Il boom di voucher lavoro ad inizio 2016 è spiegato, parzialmente, dagli abusi e l’uso improprio di questo metodo di pagamento. Il sistema infatti, nato per il lavoro accessorio e a chiamata, diviene purtroppo troppo spesso causa del nuovo precariato. Proprio per arginare questa piaga Ministero del lavoro, Inps e Inail si sono impegnati ad istituire un osservatorio permanente sui voucher. Il Ministero del lavoro ha già anticipato che ogni irregolarità sarà repressa e sanzionata.

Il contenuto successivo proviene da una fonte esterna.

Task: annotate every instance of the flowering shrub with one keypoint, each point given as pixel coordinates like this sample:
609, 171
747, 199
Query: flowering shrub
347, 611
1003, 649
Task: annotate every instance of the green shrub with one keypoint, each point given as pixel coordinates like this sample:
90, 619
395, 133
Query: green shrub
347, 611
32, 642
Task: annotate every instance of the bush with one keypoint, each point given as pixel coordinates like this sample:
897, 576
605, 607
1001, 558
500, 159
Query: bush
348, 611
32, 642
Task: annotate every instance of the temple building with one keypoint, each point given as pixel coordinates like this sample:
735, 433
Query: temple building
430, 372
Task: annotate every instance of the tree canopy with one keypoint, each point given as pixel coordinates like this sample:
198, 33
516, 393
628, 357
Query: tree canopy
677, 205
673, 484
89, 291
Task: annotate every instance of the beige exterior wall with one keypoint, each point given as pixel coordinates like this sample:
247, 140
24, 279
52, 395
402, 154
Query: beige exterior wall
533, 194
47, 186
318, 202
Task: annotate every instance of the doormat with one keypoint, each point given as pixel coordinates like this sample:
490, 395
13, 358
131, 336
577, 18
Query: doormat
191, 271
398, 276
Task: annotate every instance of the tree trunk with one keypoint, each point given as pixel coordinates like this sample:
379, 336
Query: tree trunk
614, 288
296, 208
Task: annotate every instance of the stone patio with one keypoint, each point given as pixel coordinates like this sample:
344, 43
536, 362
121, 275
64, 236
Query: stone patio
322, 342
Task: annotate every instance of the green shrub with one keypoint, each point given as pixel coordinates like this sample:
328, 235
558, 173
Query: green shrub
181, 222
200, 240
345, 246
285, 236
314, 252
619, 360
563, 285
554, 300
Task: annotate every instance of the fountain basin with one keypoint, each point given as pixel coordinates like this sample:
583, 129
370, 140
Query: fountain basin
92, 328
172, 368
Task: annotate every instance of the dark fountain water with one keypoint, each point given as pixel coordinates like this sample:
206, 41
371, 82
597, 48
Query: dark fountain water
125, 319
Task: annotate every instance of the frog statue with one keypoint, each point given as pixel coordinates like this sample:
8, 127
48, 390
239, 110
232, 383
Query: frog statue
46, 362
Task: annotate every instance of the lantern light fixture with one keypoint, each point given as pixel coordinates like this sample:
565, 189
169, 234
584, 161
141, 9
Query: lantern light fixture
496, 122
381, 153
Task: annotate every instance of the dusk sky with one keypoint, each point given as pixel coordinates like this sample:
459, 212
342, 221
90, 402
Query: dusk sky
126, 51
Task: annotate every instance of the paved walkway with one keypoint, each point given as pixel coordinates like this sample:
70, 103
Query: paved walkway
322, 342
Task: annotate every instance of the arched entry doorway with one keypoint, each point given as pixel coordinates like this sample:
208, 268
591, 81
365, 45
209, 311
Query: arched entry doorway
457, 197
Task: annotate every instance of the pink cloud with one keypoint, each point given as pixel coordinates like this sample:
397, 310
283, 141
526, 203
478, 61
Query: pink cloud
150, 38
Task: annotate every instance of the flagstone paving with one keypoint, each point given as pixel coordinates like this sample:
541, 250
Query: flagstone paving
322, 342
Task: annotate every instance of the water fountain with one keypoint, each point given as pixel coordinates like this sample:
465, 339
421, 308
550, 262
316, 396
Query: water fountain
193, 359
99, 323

Voucher lavoro: controllerà l’Osservatorio

La questione è stata oggetto dell’interrogazione presentata dal deputato riminese del PD Tiziano Arlotti, il quale ha puntato il dito proprio contro l’uso improprio dei voucher Inps che ha snaturato la ratio dello strumento di pagamento (ovvero far emergere il nero) contribuendo paradossalmente ad accrescere il precariato, soprattutto in alcuni settore cruciali come il turismo.   Non stupisce in quest’ottica che l’(ab-)uso di voucher abbia fatto registrare un boom proprio nelle regioni in cui il turismo rappresenta parte integrante dell’economia. Tra queste, ad esempio l’Emilia Romagna in cui si è passati dall’8% del 2012 (211.859) al 15,7% del primo semestre 2015 (1.003.272). Ma i furbetti dei voucher lavoro vivranno tempi più duri: compito dell’Osservatorio, per la cui realizzazione è già in essere un coordinamento informativo tra Inail, Inps e governo, sarà proprio quello di analizzare le banche dati per “reprimere l’uso improprio di tale strumento”. In particolare saranno esaminati gli andamenti “delle prestazioni di carattere previdenziale e delle relative entrate contributive conseguenti allo sviluppo delle attività di lavoro accessorio, anche al fine di formulare proposte per adeguamenti normativi delle disposizioni vigenti”.